The main tables of this publication do not include alternative energy sources, although it is estimated that these sources account for more than 7% of Canada's energy requirements. However, electricity produced by biomass has been included in the tables.

Data that are received are standardized based on heat content before inclusion in this publication.

Tables 11 and 12

In the upstream oilsands and heavy oil extraction processes, fuel is used from own production. Natural gas/hydrocarbon gas is obtained during the separation stage of the production of heavy crude from the steam injection process.
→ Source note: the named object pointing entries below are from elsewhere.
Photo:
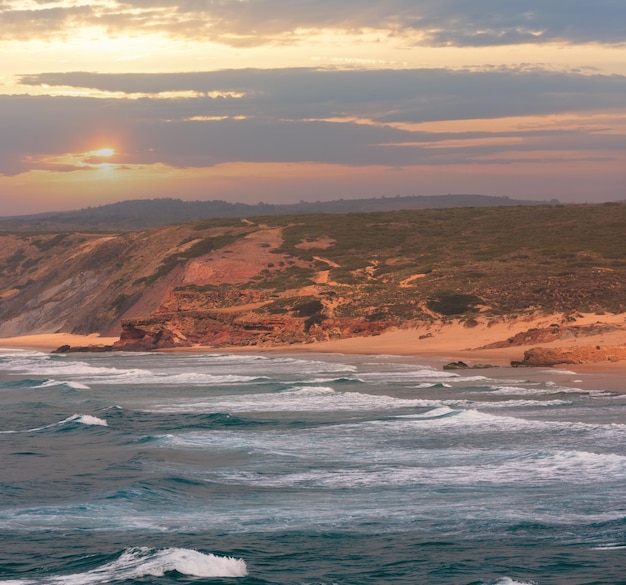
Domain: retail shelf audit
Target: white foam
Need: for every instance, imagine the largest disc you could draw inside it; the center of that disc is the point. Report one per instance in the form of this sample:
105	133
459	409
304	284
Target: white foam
135	563
610	546
298	398
87	419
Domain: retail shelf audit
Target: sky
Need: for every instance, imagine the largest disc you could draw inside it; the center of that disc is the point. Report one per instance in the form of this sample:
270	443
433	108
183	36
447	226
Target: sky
304	100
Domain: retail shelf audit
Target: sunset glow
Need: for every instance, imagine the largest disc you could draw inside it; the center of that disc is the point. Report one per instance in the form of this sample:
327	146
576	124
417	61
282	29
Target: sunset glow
247	102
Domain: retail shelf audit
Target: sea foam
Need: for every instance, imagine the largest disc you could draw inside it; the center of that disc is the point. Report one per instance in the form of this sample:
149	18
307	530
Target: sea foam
137	563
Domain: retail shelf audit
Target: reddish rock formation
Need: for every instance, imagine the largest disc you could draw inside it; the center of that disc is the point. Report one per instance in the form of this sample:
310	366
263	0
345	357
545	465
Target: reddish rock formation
546	357
552	333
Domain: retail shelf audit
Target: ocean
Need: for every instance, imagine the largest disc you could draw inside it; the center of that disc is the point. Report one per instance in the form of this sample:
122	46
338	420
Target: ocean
307	469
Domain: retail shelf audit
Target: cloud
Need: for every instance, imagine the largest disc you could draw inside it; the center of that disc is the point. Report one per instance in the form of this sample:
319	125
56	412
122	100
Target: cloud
355	118
237	23
415	95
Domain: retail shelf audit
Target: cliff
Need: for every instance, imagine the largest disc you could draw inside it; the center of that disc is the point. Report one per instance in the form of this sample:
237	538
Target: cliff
298	279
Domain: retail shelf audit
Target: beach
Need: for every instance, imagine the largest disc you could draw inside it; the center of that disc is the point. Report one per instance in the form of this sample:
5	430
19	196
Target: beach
452	341
290	467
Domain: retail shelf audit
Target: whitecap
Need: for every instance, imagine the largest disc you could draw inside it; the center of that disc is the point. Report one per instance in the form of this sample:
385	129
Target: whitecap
610	546
87	419
139	562
509	581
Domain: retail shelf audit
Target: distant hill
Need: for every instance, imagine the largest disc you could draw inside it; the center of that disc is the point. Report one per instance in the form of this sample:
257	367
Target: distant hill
300	278
147	213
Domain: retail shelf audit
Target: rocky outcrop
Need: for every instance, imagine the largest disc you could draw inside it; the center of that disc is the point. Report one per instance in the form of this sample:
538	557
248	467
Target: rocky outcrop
552	333
554	356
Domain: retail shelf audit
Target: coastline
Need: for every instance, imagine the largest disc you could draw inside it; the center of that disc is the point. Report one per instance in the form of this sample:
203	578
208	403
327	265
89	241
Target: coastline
451	341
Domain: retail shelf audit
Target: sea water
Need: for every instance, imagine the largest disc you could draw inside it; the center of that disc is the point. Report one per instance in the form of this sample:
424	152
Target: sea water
307	469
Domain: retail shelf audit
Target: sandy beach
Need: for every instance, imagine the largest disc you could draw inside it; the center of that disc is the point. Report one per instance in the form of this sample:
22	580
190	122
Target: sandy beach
448	341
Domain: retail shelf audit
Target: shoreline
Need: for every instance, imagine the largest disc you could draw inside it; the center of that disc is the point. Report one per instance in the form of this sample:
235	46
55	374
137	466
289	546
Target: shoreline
435	341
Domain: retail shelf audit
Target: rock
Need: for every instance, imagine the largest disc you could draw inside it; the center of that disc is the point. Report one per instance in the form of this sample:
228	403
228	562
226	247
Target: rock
554	356
456	366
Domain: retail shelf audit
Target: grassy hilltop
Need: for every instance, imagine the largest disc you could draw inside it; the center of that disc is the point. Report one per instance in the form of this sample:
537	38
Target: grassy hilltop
317	275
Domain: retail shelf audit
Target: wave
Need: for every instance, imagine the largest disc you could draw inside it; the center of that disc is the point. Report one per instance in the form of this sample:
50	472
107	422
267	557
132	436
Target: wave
141	562
83	419
509	581
297	398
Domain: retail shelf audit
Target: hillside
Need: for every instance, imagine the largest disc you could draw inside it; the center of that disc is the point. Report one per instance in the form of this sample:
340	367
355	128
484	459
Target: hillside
294	279
147	213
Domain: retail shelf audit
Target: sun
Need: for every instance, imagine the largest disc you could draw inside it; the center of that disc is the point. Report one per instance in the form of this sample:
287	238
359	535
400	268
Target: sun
103	152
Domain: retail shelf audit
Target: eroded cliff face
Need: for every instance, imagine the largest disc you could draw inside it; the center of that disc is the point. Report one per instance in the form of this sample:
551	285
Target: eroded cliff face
304	278
172	287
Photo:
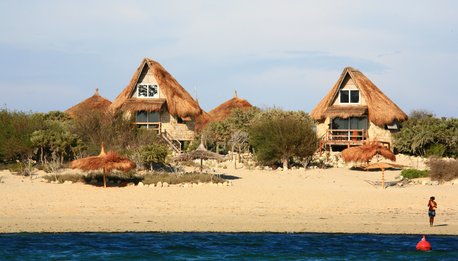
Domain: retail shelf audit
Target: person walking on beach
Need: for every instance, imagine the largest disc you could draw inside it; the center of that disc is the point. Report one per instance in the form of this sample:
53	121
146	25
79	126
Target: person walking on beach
432	205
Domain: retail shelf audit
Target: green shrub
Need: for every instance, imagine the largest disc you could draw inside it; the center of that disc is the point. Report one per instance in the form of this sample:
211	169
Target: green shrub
443	170
425	135
154	154
414	173
279	136
437	150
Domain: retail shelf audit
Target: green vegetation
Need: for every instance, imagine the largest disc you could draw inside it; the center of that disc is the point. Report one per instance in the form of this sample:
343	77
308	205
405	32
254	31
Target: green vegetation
425	135
122	179
229	134
443	169
278	136
47	140
154	154
15	132
180	178
414	173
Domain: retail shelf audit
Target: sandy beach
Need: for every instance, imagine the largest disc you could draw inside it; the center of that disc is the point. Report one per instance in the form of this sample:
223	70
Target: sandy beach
336	200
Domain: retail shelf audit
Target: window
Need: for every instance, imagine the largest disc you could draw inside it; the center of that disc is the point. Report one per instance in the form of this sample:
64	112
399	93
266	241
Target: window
147	91
349	96
147	116
148	119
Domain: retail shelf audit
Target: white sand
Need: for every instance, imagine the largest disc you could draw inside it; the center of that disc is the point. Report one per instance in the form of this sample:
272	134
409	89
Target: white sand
332	200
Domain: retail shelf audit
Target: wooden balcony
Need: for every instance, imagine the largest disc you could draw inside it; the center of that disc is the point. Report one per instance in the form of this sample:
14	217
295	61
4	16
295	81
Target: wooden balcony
334	137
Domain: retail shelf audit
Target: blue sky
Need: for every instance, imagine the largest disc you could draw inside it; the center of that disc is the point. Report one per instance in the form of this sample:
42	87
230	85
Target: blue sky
288	54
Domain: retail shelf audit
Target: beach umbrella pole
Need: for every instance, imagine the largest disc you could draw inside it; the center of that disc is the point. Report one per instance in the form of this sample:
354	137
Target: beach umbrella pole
104	179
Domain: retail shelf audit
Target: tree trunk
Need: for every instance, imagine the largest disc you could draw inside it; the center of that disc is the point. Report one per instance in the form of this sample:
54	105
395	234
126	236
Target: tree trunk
285	164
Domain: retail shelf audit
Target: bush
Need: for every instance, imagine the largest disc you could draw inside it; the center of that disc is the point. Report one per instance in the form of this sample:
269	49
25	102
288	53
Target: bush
443	170
154	154
414	173
279	136
15	131
425	135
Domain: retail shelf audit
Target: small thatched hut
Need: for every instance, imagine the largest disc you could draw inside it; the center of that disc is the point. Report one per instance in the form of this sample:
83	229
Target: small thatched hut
355	111
159	102
94	103
223	111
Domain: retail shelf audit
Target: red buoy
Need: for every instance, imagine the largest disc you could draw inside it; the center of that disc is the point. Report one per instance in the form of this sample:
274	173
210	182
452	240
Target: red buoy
423	245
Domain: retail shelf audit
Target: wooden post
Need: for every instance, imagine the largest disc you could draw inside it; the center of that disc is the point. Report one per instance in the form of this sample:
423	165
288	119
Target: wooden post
104	179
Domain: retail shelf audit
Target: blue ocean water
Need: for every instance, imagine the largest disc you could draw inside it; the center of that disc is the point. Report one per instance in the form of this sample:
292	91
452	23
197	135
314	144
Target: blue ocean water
217	246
Natural gas/hydrocarbon gas, diesel/synthetic and crude/naphtha are obtained during the separation stages of the oilsand extraction and used by the producing plants.

During the processing in the oilsands plants and in the heavy oil upgraders, hydrogen treatment of heavy crude is carried out, a process which results in a volumetric gain in the amount of crude oil which the plants produce.

These tables provide the volumes of these usage/gains reported in the main tables of this report as an increase in ‘production’ or ‘Inter-product transfers’, with the disposition reported as ‘producer consumption’ or as usage in the ‘mining industry’. The volumetric gain in the crude oil due to hydrogen treatment is shown as a reduction in crude ‘Production’ and an ‘Inter-product transfer’ into the crude oil stream.